Development of the group method of data handling with information-based model evaluation criteria : a new approach to statistical modeling

A new approach to statistical modeling is studied which integrates the information-based statistical criteria into Ivakhnenko's (1966) polynomial theory, also known as the Group Method of Data Handling (GMDH). The GMDH algorithm was introduced as a hierarchical algorithm which constructs a mathematical model of a complex system by the composition of lower-order polynomials of the form: Z = A + Bx + Cy + Dx² + Ey² + Fxy. Under the assumptions that there exists a random error component additive with the above deterministic component, the polynomials generated at each level of the GMDH algorithm are statistically modeled as regression-type equations of the following form: y = β₀ + β₁x₁ + β₂x₂ + β₃x²₁ + β₄x²₂ + β₅x₁x₂ + ε.

In this research, the assumption of independence of error terms is relaxed by the derivation of information-based model selection criteria for the GMDH algorithm. These criteria inherently guard against multicollinearity by incorporating a measure of the complexity of each model being evaluated. In addition to deriving the information-based criteria for the GMDH, the consistency of the criteria when used within the GMDH algorithm is established. While consistency is a desirable asymptotic property for model evaluation, it does not, by itself, guarantee that the criteria are effective in terms of model selection. Thus, Monte Carlo experimentation is used to study the aptness (i.e., the ability of the model to describe the system of interest) of the model identified by the GMDH algorithm using information-based criteria.

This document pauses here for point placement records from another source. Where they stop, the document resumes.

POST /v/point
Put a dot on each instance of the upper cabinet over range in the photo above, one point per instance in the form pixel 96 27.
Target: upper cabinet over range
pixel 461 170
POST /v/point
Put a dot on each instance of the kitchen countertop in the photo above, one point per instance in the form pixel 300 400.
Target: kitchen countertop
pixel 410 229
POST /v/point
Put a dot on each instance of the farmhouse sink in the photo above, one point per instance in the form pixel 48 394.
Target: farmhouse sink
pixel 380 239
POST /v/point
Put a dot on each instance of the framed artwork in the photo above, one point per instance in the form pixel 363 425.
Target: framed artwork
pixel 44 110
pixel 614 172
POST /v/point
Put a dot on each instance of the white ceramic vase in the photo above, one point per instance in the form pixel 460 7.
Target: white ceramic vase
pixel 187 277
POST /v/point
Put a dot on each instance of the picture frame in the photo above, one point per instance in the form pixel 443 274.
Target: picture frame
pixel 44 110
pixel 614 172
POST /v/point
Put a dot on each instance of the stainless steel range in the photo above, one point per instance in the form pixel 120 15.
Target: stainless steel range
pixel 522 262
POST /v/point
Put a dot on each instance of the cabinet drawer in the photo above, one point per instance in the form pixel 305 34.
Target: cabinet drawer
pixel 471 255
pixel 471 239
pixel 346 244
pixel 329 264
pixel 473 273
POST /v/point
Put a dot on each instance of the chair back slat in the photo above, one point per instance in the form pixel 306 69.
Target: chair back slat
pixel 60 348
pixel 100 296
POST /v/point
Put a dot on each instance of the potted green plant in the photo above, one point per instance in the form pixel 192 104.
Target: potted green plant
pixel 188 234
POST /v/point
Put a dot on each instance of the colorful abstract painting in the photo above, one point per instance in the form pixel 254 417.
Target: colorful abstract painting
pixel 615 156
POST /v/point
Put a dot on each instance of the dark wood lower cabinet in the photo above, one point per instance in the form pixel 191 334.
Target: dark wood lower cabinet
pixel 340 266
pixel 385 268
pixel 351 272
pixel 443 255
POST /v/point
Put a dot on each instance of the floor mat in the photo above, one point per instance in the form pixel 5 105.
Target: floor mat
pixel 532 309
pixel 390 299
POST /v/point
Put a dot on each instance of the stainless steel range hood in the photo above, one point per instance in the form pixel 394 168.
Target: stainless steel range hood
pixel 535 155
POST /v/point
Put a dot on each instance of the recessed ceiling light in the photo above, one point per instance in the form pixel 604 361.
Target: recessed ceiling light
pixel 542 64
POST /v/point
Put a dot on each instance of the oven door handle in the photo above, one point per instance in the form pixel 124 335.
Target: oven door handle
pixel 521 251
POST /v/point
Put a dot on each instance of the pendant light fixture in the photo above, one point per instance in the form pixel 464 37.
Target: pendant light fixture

At the end of the GMDH algorithm, the "best approximating" model is identified. In generations two and beyond, the models are written in terms of the previous generation's polynomials. Hence, the chosen model is typically not written in terms of the original set of predictor variables. Even with the original GMDH algorithm, existing computer programs do not provide a means of backtracing (i.e., back-substituting) to the original variables. The revised algorithm (using the information-based model evaluation criteria) is coded in MATLAB®. A backtracing algorithm is introduced and designed for the GMDH hierarchical tree-algorithm to determine the "best" fitting model in terms of the original variables using a symbolic mathematical language by borrowing on the rules of algebraic manipulation.